Hey guys,
We have a cluster running on version 6.5.4.
When we look at the unassigned shards it shows the following shard for example:
{
"index" : "facebook-post-comment_v1",
"shard" : 3,
"primary" : false,
"current_state" : "unassigned",
"unassigned_info" : {
"reason" : "ALLOCATION_FAILED",
"at" : "2019-02-25T11:04:27.016Z",
"failed_allocation_attempts" : 5,
"details" : "failed shard on node [VR2ChTZKSWu1Do1NFQawWQ]: failed recovery, failure RecoveryFailedException[[facebook-post-comment_v1][3]: Recovery failed from {es73}{rzne2XGKQ0CCk_1I3ZGOUg}{mXiPfm07TWGgLlft4XYx0w}{192.168.1.73}{192.168.1.73:9300}{xpack.installed=true} into {es84}{VR2ChTZKSWu1Do1NFQawWQ}{qvBmNF6vRCOckUHZLt-Mxw}{192.168.1.84}{192.168.1.84:9300}{xpack.installed=true}]; nested: RemoteTransportException[[es73][192.168.1.73:9300][internal:index/shard/recovery/start_recovery]]; nested: RecoveryEngineException[Phase[2] phase2 failed]; nested: RemoteTransportException[[es84][192.168.1.84:9300][internal:index/shard/recovery/translog_ops]]; nested: CircuitBreakingException[[parent] Data too large, data for [<transport_request>] would be [5965608074/5.5gb], which is larger than the limit of [5964143001/5.5gb], usages [request=0/0b, fielddata=5069497235/4.7gb, in_flight_requests=164784/160.9kb, accounting=895946055/854.4mb]]; ",
"last_allocation_status" : "no_attempt"
},
"can_allocate" : "no",
"allocate_explanation" : "cannot allocate because allocation is not permitted to any of the nodes",
...
}
As much as I understand, it says that it failed to allocate for 5 times on Feb 25. So I thought I need to fix the problem and retry the allocation. The solution was to clear the cache, for getting rid of the CircuitBreakingException, for exceeding the limits. I did it on all nodes and there is no more CircuitBreakingExceptions on my nodes and when I check the breaker limits all nodes' parent breaker limits are below 1.2GB out of 5.5GB.
Then, I run the allocation command manually with the retry_failed=true but it shows the following.

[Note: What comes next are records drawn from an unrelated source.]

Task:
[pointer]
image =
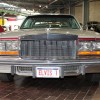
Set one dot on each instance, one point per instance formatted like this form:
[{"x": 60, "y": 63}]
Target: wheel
[
  {"x": 6, "y": 77},
  {"x": 94, "y": 77}
]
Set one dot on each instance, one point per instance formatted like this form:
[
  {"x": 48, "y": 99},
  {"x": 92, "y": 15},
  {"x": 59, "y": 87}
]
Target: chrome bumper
[{"x": 26, "y": 67}]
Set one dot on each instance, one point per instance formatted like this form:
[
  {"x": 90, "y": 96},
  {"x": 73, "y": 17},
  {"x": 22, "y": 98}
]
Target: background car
[{"x": 94, "y": 26}]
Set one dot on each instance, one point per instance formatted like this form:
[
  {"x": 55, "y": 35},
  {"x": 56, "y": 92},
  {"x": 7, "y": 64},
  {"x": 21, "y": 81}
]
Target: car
[
  {"x": 49, "y": 46},
  {"x": 94, "y": 26}
]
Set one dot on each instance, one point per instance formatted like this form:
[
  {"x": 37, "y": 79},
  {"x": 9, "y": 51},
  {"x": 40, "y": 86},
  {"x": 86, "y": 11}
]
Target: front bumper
[{"x": 27, "y": 67}]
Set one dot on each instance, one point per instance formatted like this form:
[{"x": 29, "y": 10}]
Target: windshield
[{"x": 50, "y": 21}]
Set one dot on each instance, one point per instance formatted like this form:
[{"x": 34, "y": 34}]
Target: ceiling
[{"x": 43, "y": 5}]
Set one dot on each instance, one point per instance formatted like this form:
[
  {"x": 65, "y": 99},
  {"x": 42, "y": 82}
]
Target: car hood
[{"x": 22, "y": 32}]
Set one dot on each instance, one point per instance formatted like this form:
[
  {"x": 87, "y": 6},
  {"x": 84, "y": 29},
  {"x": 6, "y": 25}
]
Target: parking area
[{"x": 69, "y": 88}]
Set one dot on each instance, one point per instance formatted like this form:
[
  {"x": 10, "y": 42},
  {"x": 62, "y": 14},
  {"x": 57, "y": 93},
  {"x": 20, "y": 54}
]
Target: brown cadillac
[{"x": 49, "y": 46}]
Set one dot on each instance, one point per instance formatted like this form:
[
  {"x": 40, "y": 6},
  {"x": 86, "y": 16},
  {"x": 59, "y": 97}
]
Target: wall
[
  {"x": 94, "y": 11},
  {"x": 94, "y": 14}
]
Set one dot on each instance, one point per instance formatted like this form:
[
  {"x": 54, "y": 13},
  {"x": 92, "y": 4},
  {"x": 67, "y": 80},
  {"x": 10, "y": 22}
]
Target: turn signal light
[{"x": 9, "y": 53}]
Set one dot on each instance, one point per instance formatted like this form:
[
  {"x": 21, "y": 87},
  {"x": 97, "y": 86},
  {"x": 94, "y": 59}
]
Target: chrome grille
[{"x": 48, "y": 49}]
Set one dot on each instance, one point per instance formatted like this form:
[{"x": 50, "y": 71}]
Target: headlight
[
  {"x": 84, "y": 46},
  {"x": 12, "y": 45}
]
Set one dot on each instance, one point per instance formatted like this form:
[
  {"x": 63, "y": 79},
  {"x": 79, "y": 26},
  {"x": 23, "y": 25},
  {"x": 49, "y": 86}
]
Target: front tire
[{"x": 6, "y": 77}]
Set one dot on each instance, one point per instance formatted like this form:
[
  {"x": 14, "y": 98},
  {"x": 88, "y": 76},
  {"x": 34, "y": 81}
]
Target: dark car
[
  {"x": 94, "y": 26},
  {"x": 49, "y": 46}
]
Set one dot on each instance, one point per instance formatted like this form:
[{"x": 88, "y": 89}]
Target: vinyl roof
[{"x": 43, "y": 5}]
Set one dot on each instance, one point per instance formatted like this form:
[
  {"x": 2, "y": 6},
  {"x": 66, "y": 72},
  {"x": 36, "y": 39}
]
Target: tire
[
  {"x": 6, "y": 77},
  {"x": 94, "y": 77}
]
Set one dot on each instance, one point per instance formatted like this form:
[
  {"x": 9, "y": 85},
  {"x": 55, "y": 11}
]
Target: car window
[{"x": 50, "y": 22}]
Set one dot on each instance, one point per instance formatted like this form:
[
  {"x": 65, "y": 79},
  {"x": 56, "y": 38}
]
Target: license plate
[{"x": 48, "y": 72}]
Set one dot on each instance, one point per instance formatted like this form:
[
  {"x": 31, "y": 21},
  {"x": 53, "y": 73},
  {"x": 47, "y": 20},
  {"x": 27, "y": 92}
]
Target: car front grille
[{"x": 48, "y": 49}]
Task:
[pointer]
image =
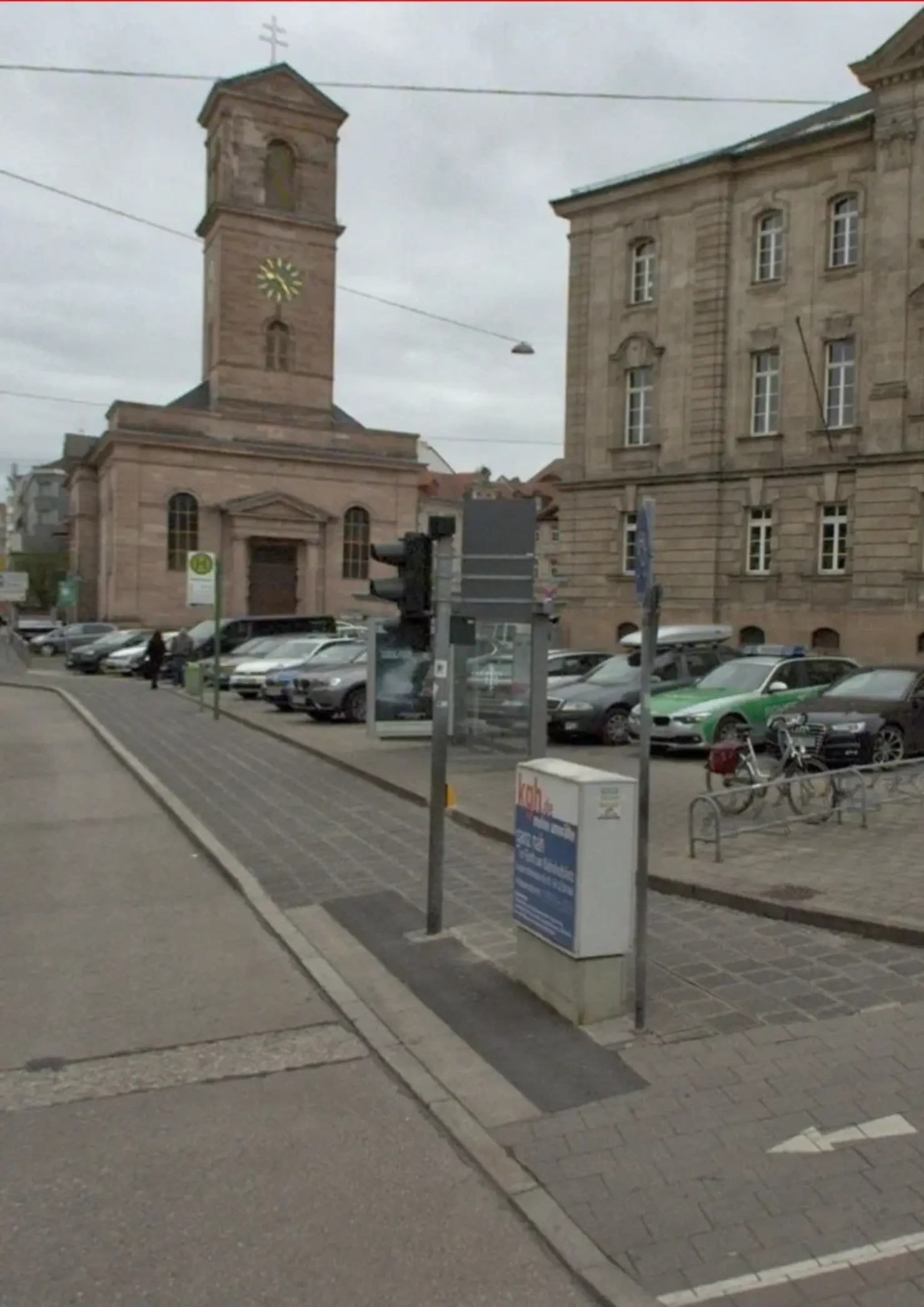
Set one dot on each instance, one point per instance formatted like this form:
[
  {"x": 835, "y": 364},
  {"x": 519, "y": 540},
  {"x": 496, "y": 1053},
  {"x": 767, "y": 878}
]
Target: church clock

POST /_cluster/reroute?retry_failed=true
{
"commands" : [
{
"allocate_replica" : {
"index" : "facebook-post-comment_v1", "shard" : 3,
"node" : "es84"
}
}]
}
The response is
{
"error": {
"root_cause": [
{
"type": "remote_transport_exception",
"reason": "[es74][192.168.1.74:9300][cluster:admin/reroute]"
}
],
"type": "illegal_argument_exception",
"reason": "[allocate_replica] allocation of [facebook-post-comment_v1][3] on node {es84}{VR2ChTZKSWu1Do1NFQawWQ}{ZJhk2hS2QGCl8j0bp6BRFw}{192.168.1.84}{192.168.1.84:9300}{xpack.installed=true} is not allowed, reason: [NO(shard has exceeded the maximum number of retries [5] on failed allocation attempts - manually call [/_cluster/reroute?retry_failed=true] to retry, [unassigned_info[[reason=ALLOCATION_FAILED], at[2019-02-25T11:04:27.016Z], failed_attempts[5], delayed=false, details[failed shard on node [VR2ChTZKSWu1Do1NFQawWQ]: failed recovery, failure RecoveryFailedException[[facebook-post-comment_v1][3]: Recovery failed from {es73}{rzne2XGKQ0CCk_1I3ZGOUg}{mXiPfm07TWGgLlft4XYx0w}{192.168.1.73}{192.168.1.73:9300}{xpack.installed=true} into {es84}{VR2ChTZKSWu1Do1NFQawWQ}{qvBmNF6vRCOckUHZLt-Mxw}{192.168.1.84}{192.168.1.84:9300}{xpack.installed=true}]; nested: RemoteTransportException[[es73][192.168.1.73:9300][internal:index/shard/recovery/start_recovery]]; nested: RecoveryEngineException[Phase[2] phase2 failed]; nested: RemoteTransportException[[es84][192.168.1.84:9300][internal:index/shard/recovery/translog_ops]]; nested: CircuitBreakingException[[parent] Data too large, data for [<transport_request>] would be [5965608074/5.5gb], which is larger than the limit of [5964143001/5.5gb], usages [request=0/0b, fielddata=5069497235/4.7gb, in_flight_requests=164784/160.9kb, accounting=895946055/854.4mb]]; ], allocation_status[no_attempt]]])]..."
},
"status": 400
}
It says no on max_retry condition but shouldn't it be yes? Since it already reached the retry limit. Also, es75 node has the shard data already.